Belohnung am Ende des sehr anstrengenden ersten Tages ist das hübsche Städtchen Gradisca d’Isonzo und die Unterbringung im 4-Sterne Hotel Franz, in dem wir uns ausgiebig erfrischen und regenerieren können. Am Abend tanzen wir gemeinsam auf dem Platz vor der Kirche der „Sieben Schmerzen Mariens“.

16. Juli 2013: Gradisca – Sveta Gora
Die zweite Tagesetappe ist zwar „nur“ mit guten 20 km veranschlagt, von denen die letzten 6 km allerdings den Aufstieg zum Kloster auf dem Sveta Gora, dem heiligen Berg, bedeuten, das immerhin auf 682 m Seehöhe liegt. Diese Vorstellung lässt meinen Kreislauf schon am Morgen zusammenbrechen.

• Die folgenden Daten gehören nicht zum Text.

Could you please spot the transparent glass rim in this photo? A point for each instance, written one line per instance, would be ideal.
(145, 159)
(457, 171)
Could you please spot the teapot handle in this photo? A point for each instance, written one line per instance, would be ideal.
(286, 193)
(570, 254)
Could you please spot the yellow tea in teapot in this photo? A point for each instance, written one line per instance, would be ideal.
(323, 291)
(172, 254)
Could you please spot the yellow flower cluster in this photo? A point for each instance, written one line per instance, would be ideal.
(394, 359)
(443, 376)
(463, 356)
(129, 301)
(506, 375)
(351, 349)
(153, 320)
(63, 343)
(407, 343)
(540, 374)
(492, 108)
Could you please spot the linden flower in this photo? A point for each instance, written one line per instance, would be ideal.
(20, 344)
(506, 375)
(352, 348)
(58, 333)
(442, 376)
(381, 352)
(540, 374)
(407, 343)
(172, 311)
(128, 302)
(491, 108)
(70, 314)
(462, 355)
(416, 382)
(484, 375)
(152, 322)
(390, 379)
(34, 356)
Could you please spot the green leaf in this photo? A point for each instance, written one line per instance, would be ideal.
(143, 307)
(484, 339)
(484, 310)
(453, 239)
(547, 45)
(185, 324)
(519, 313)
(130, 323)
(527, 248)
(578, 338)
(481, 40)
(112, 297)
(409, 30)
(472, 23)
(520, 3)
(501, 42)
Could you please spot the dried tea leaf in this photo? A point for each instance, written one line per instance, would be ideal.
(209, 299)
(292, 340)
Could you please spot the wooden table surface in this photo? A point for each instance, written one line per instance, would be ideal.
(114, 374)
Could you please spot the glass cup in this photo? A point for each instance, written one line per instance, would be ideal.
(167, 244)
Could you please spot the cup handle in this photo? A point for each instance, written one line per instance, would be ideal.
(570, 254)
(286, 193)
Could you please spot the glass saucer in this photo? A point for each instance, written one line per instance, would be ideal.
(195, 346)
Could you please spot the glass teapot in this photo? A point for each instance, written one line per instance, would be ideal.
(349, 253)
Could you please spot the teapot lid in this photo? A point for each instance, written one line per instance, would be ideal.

Die einverleibten Tröpfchen und Mittelchen meiner lieben Pilgerfreunde bringen mich zwar wieder einigermaßen in Trab, als aber dann vier weitere KollegInnen an den Folgen der ersten Extremetappe zu schwächeln beginnen, entschließen wir fünf uns, auf unseren Körper zu hören und nehmen für die verbleibende Strecke zwei „Pilgertaxis“ hinauf zum Kloster.
Im Gästehaus des Klosters nächtigen wir.

_DSC979117. Juli 2013: Sveta Gora – Korbarid
Bei dieser geplanten Tagesetappe ergibt sich bei genauerer Recherche eine Strecke von mehr als 50 km. Für unsere Gruppe an einem Tag nicht zu bewältigen! Wir beschließen also, die Strecke von Plave bis Tolmin mittels Zug/Bus zu entschärfen.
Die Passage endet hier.